Most of the existing therapies, and those in research development, focus on stimulating natural promemory factors—the good guys—in the brain, or by blocking destruction of the good guys (e.g., cholinesterase inhibitors). But what about the opposite strategy: blocking the bad guys—the toxic enzymes, the destructive genes and neurotransmitters that trigger and mediate cell death? Antioxidants represent one such approach. But in recent years, the focus has shifted to more sophisticated techniques that attempt to block the formation of deposits in the brain that damage nerve cells. These deposits, which are called amyloid plaques and neurofibrillary tangles, typically occur in Alzheimer's disease. The same plaques are present, though to a much lesser extent, in elderly people with age-related memory loss. So the question naturally arises: what if we could block the formation of plaques and tangles in the first place?

Preventing Amyloid Formation

Many drug companies are now in hot pursuit of compounds (Beta-block is the name of one such drug in development) that can block the enzymes that trigger the formation of Beta-amyloid, which is the main protein component of the amyloid plaque. Recently, an experimental vaccine has also been developed for this purpose. Many of these compounds are toxic, and we are still a long way from translating these concepts into a clinically useful treatment. But if it does occur, millions of patients and families with dementia, particularly Alzheimer's disease, will be eternally grateful.

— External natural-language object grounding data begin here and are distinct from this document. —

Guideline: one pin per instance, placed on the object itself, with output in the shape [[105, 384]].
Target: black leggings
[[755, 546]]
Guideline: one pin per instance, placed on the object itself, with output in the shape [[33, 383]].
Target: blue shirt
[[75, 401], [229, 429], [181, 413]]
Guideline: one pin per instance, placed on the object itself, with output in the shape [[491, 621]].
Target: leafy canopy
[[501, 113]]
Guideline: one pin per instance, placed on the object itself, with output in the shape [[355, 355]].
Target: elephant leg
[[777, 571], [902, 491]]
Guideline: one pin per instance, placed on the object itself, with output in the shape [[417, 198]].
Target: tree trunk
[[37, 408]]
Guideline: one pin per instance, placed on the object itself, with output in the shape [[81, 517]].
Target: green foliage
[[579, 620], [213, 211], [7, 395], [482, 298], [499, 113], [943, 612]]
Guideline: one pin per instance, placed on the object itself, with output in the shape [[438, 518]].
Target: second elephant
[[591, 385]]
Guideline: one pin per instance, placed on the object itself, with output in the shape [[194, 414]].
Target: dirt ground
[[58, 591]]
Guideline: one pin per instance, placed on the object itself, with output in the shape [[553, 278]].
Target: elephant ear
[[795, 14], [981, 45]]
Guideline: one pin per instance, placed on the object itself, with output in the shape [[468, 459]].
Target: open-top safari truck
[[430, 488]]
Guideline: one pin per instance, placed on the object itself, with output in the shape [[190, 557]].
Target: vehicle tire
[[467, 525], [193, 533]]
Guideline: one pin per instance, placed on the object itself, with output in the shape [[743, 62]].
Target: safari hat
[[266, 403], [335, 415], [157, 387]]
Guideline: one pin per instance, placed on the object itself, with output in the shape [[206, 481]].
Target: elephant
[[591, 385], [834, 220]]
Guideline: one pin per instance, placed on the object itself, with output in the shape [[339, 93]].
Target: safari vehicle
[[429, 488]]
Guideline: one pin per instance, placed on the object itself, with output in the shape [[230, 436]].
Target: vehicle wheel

Blocking Neurotransmitters

There may be ways to either block the formation or increase the destruction of other naturally occurring toxic chemicals and neurotransmitters, which include nitric oxide, n-methyl-d-aspartate (NMDA), and glutamate. Studies with glutamate antagonists have been unsuccessful in clinical trials of patients with dementia, and fiddling with NMDA receptor function can be dangerous because of the risk of seizures. Part of the problem is that we currently do not have a complete understanding of how exactly these chemicals and neurotransmitters work in the brain, and what impact they have on memory processes. As research evolves, compounds that can better target the right neurotransmitter sites within the brain will be developed.